Cheng’s case is agonizing to watch for overseas ethnic Chinese working in the media industry, including myself. I pray for her safe return to her family. As a U.S. citizen, I cherish my constitutional right to free speech. But I am painfully aware of the steep price I have paid for speaking up: It is not safe for me to ever return to China to visit family, celebrate my friends’ weddings or the births of their children, or attend a high school reunion. I have had to give up many relationships and miss scores of life events to keep people I care about and myself out of danger.

But how long will I be able to speak truth to power in the United States? On the one hand, the CCP’s long arm has already extended to the U.S. through spies and secret police stations, among other means, to intimidate and silence critics. On the other hand, some in the U.S. government have shown they wouldn’t hesitate to go after journalists who held different political views.

It was not a coincidence that an IRS agent visited journalist Matt Taibbi on the same day he testified to the U.S. Congress about the “Twitter Files,” documents showing U.S. government officials and congressional leaders pressured Twitter to censor speech they didn’t like. Stacey Plaskett, a Democrat, threatened to put Taibbi in jail over his congressional testimony.

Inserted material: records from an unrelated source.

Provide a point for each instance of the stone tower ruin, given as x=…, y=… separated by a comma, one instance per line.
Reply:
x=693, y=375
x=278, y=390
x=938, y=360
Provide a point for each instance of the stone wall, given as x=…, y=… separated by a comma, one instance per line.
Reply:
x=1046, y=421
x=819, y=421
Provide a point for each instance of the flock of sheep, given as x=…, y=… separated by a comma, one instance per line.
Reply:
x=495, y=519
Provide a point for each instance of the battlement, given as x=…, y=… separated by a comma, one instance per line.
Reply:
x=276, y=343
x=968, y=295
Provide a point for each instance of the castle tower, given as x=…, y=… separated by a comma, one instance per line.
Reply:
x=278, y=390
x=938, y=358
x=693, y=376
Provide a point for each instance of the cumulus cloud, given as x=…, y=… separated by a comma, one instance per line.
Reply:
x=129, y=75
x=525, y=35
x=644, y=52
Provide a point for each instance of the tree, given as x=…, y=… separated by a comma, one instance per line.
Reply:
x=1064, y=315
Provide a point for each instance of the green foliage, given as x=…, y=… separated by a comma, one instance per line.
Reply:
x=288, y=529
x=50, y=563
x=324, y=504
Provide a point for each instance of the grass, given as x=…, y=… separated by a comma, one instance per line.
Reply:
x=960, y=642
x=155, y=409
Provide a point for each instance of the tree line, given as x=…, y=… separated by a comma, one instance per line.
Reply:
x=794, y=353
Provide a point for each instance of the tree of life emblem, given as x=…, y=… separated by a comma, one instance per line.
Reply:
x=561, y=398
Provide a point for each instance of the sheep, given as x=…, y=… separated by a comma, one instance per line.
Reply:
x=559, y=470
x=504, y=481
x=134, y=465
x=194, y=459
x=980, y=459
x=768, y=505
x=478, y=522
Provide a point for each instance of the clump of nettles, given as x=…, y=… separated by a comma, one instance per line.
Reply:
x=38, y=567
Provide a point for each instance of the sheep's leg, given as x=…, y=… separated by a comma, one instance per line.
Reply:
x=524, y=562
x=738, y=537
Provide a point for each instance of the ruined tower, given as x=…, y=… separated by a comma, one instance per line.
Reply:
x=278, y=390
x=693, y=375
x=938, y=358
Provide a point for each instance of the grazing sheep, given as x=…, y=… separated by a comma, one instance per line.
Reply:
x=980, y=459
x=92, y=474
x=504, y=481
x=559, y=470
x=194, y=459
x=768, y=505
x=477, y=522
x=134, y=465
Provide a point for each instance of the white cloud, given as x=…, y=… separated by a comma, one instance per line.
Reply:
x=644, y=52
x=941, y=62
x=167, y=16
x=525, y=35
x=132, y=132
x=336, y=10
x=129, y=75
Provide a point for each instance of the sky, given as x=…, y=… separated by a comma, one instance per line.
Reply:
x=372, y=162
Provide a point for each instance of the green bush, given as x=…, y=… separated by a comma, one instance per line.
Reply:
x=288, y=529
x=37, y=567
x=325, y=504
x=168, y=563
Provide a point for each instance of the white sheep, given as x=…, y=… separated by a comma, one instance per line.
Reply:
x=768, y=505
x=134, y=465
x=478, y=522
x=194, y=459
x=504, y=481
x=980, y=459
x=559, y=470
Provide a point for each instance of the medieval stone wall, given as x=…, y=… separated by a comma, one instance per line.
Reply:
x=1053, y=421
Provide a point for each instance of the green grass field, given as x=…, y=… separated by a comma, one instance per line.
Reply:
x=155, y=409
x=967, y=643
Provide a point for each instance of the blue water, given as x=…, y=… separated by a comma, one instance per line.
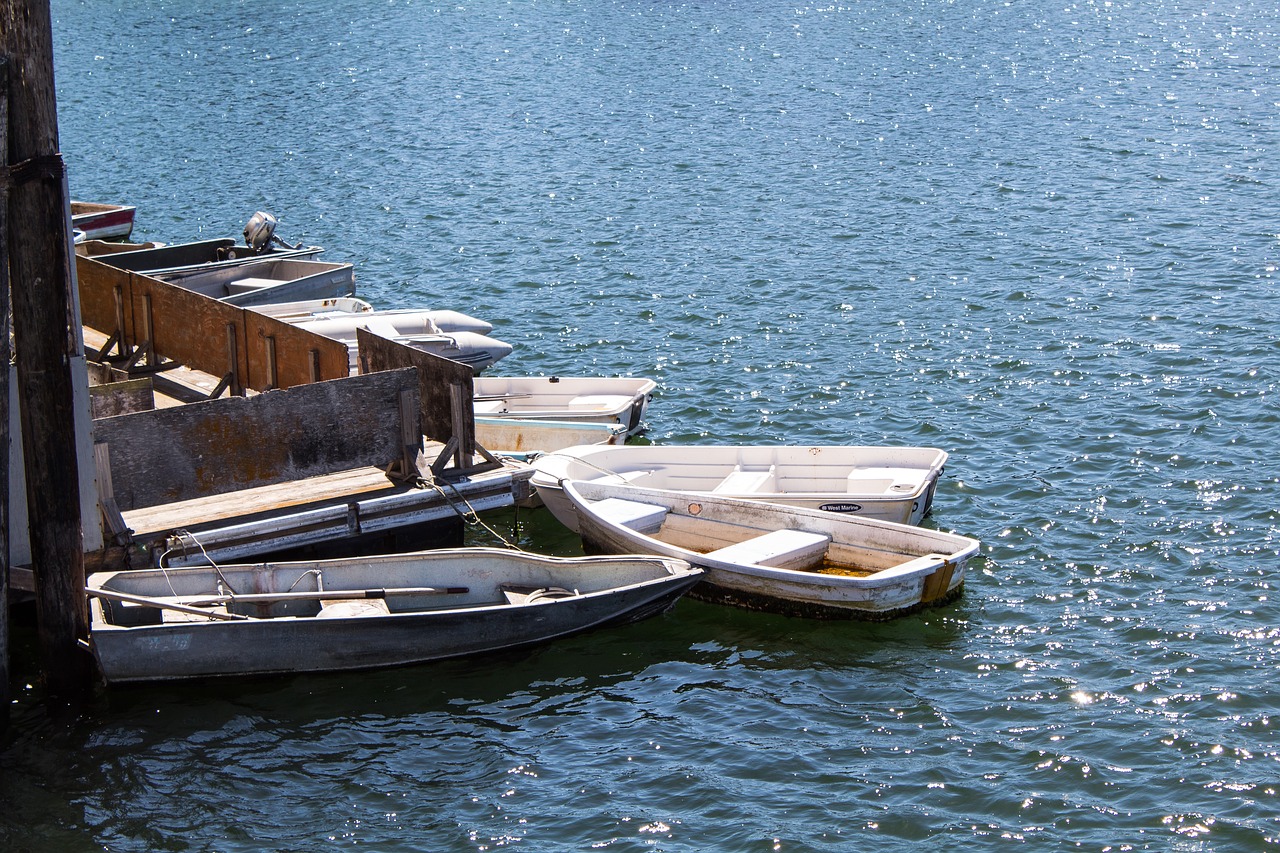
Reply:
x=1040, y=236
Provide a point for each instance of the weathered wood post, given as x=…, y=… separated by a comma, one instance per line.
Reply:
x=5, y=357
x=46, y=341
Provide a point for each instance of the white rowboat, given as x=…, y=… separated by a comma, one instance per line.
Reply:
x=778, y=559
x=887, y=483
x=604, y=400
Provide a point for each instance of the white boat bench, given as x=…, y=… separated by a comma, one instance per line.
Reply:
x=795, y=550
x=740, y=482
x=641, y=518
x=250, y=283
x=599, y=402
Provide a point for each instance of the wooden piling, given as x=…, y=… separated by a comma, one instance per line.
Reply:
x=5, y=357
x=48, y=342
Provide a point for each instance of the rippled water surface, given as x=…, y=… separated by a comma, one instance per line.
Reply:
x=1040, y=236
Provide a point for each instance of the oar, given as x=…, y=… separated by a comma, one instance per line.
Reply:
x=164, y=605
x=329, y=594
x=492, y=397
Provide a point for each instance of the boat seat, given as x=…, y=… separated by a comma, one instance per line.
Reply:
x=535, y=594
x=599, y=402
x=777, y=550
x=382, y=327
x=641, y=518
x=348, y=607
x=250, y=284
x=745, y=482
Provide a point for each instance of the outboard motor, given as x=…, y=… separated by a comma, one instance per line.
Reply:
x=260, y=233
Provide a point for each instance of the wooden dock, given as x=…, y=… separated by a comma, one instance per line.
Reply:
x=222, y=434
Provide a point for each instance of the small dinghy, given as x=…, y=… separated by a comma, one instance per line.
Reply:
x=266, y=281
x=777, y=559
x=362, y=612
x=347, y=311
x=606, y=400
x=886, y=483
x=97, y=220
x=392, y=323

The pandemic revealed that freedom is fragile even in a constitutional republic or a democracy. Some in positions of power are always eager to seize the first opportunity to expand their control over our lives, regulate our thoughts and ideas, and subordinate our rights to their will.

Despite all these risks, I won’t give up writing. Speaking my mind is part of who I am, and I have no regrets about choosing a path less traveled. But Cheng’s letter reminds me I should enjoy sunshine, trees, and freedom as much as possible — and while I still can.